It's A Shame: Something to be done for police

PHILADELPHIA - June 18, 2010

Each time our cameras returned, the problems persisted, many of them ignored. The lack of action is blamed on lack of money.

Today, we've learned something is finally getting done and Philadelphia City Controller says it is about time.

"Very depressing, demoralizing working conditions to have to go into today, and to feel that nobody gives a darn about it," Butkovitz said.

For the last six years, Butkovitz has been checking in on a problem Action News cameras spent the last few months capturing. That being police facilities in a state of near total disrepair.
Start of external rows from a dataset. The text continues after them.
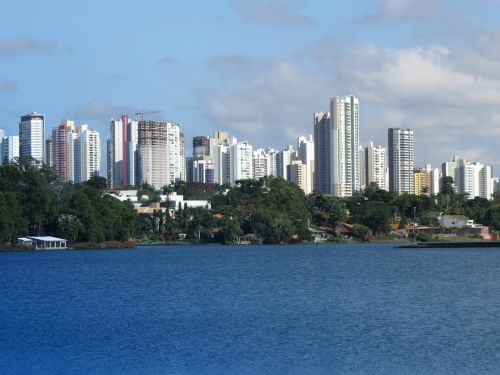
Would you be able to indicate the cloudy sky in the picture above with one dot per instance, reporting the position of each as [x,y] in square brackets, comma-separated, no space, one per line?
[260,68]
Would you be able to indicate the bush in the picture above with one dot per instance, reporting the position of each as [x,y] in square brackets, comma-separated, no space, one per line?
[425,237]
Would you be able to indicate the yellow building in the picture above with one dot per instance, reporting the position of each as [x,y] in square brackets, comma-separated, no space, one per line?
[422,182]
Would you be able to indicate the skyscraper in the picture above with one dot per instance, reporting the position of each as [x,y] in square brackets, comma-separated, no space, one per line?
[241,161]
[374,165]
[322,180]
[159,153]
[305,151]
[32,136]
[64,137]
[401,160]
[10,148]
[89,154]
[344,146]
[117,173]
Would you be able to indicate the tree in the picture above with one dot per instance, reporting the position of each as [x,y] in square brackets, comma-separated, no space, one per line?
[97,182]
[375,215]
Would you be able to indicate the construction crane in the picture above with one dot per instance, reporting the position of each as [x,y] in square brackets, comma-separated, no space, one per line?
[142,113]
In one district building, the Action Cam saw broken toilets, moldy walls, cockroaches, as well as, water deemed undrinkable and air described as barely breathable.

Last November, Sergeant Calvin White pleaded for someone to help.

"We just hope for a change. Get some better conditions," White said.

Now, he and his fellow officers just may get it.

Following our most recent report highlighting inaction on safety issues L&I deemed critical, and a follow-up audit by Butkovitz showing problems left untouched for 6 years, the city has now requested nearly $1-million to address a laundry list of pressing problems inside police facilities.

The solutions include asbestos abatement in buildings where clothing doubles as insulation, electrical work where wires sit exposed, renovations of an emergency exit that hasn't functioned in years, and cleaning of jail cells caked in human feces.

After months of being told by his administration there simply wasn't money to make repairs, Mayor Michael Nutter said today lack of money is no excuse.

"We never have, unfortunately, enough money, certainly on the capital side, to fix our facilities. But we have to do a better job and that's what I'm committed to," Nutter said.

As Butkovitz's audits detail, the scope of deterioration is massive and one million dollars is unlikely to make much of a dent, but after years of watching problems simply ignored, he says, finally, something is a start.

"Sure, that's why we believe in doing follow ups, but there's no question, if Channel 6 didn't give this issue the attention and primacy it did, this audit would have sat on a shelf, and they would not have made the repairs," Butkovitz said.

To be clear, most of the million dollars the city has requested will come from city funds.

There is still more money set aside at the state level for use in fixing police facilities, much of which remains, for reasons unknown, unused.

While the issues soon to be addressed are severe, there are countless others, so Action News will continue to follow it until officers who risk their lives on the streets aren't in danger inside their offices.